Sure enough, Trent was thinking as he leaned against the counter beside my dissolution vat of salt water. His ankles crossed, and I almost forgot how to breathe. Damn, he looked good. “The cookies get eaten that fast?”

“They pick up burnt amber that fast,” I said, taking up the plate and snagging the legal pad on my way to the back living room. Trent followed, either me or the cookies. I didn’t care which. He was here and it felt right—even if several mystics had just brought me an image of my human neighbor boarding up her basement windows.

It was the sight of our papers, notes, and scribbled plans wadded up and thrown into the black fireplace that brought reality crashing back. Between David’s street force and Ivy’s contacts, Edden had found Landon and Ayer holed up in a pre-Turn mortuary just inside the Hollows. They were twenty minutes, and a whole lot of planning, away. Edden and the out-of-state I.S. troops who’d been sent to enforce our quarantine were going to subdue Landon and Ayer shortly after midnight, but getting the mystics from there to the Goddess was up to me.

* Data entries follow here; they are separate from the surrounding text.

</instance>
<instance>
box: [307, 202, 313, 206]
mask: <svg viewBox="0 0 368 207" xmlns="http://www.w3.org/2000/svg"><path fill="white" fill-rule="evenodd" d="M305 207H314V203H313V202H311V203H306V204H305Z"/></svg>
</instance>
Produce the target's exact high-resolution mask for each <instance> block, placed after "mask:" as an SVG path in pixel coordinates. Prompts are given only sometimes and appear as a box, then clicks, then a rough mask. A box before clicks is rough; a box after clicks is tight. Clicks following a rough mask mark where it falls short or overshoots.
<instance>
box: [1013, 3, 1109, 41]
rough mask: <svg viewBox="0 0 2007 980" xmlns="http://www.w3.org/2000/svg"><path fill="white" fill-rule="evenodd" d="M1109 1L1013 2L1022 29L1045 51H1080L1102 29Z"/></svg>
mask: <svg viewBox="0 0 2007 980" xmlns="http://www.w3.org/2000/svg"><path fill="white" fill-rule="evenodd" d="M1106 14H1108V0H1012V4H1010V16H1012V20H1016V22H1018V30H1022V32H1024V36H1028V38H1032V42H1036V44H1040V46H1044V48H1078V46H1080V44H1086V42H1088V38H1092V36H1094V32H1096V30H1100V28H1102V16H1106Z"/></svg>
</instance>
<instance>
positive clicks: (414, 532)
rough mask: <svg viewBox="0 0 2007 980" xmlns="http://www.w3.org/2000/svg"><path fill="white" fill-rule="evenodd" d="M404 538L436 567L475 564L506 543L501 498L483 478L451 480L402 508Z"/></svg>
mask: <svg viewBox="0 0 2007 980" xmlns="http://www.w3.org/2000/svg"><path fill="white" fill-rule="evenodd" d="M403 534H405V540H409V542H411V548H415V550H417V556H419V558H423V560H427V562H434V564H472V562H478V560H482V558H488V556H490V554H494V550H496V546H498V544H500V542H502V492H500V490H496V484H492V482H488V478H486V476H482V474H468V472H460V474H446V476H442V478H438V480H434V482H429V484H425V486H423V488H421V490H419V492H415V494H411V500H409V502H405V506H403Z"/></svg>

Or us, rather, I thought, feeling like I was a part of something important as I pushed aside the map of Cincinnati to make room for the cookies. I dropped the legal pad, accidentally blowing Jenks from my last scratchings. Grimacing, the pixy dropped down to stand on the paper and tap his sword tip against it in thought. After an afternoon of popcorn, cold cuts, and Trent’s tart lemonade, we had a workable plan on how to get the mystic splinter from the mortuary to the Loveland ley line, but it relied heavily on Edden’s ability to clear the roads. Trent’s copter was out as everything had been grounded, and much to Trent’s hidden dismay, his money wasn’t buying what it used to.

“I don’t know, Rache,” Jenks said, tapping the paper, and I took a cookie before pushing the plate to Trent when he sat down across from me on Ivy’s couch. “There’s a lot of ifs there. I mean, first, you’re relying on the I.S. and FIB to get us in.”

“Assumption number one,” I said, snapping a cookie between my teeth.

“We let the mystics out,” Jenks said as he rose up a bare inch and hovered backward to tap the second line.

“Assuming they’re there and we can do it,” Trent said, pulling the legal pad closer.

“The FIB clears the streets and you run to the Loveland ley line trailing mystics.” Scowling, Jenks tapped the number three. “And the Goddess takes them.” Sword tip pressed, he tore a line under the last item on the list. “This is the best plan we got, but it still sucks.”

“I’m not arguing with you,” I said, not liking that Felix okayed the outside I.S. agency to come in and help. I understood not wanting the mess in Cincinnati to spill over into the rest of the state, much less the country, but we had this.

Scowling, Jenks put his hands on his hips. “I still say a small team has a better chance than a big one. People talk too much and committees make decisions slower than a troll in love.”

Trent had his elbows on his knees as he looked at the map of Cincinnati Edden had e-mailed over. He was making notes, marking up the escape route Edden had indicated with a bright red line. “My biggest issue is this circular route around the city they want you to take. I understand needing to curtail as many misfires as possible, but the splintered mystics are hazardous. What if they catch up? You barely survived the last time,” he added, pencil tapping.

“Sometimes you just have to trust,” I said, and I couldn’t tell you why arguing with Trent didn’t feel like an attack. Maybe because he had yet to say no, just “convince me.” That, and I was still glowing from earlier—literally, if Jenks was to be believed. “The entire city wants them gone, and once they get in the line, the Goddess will take them.”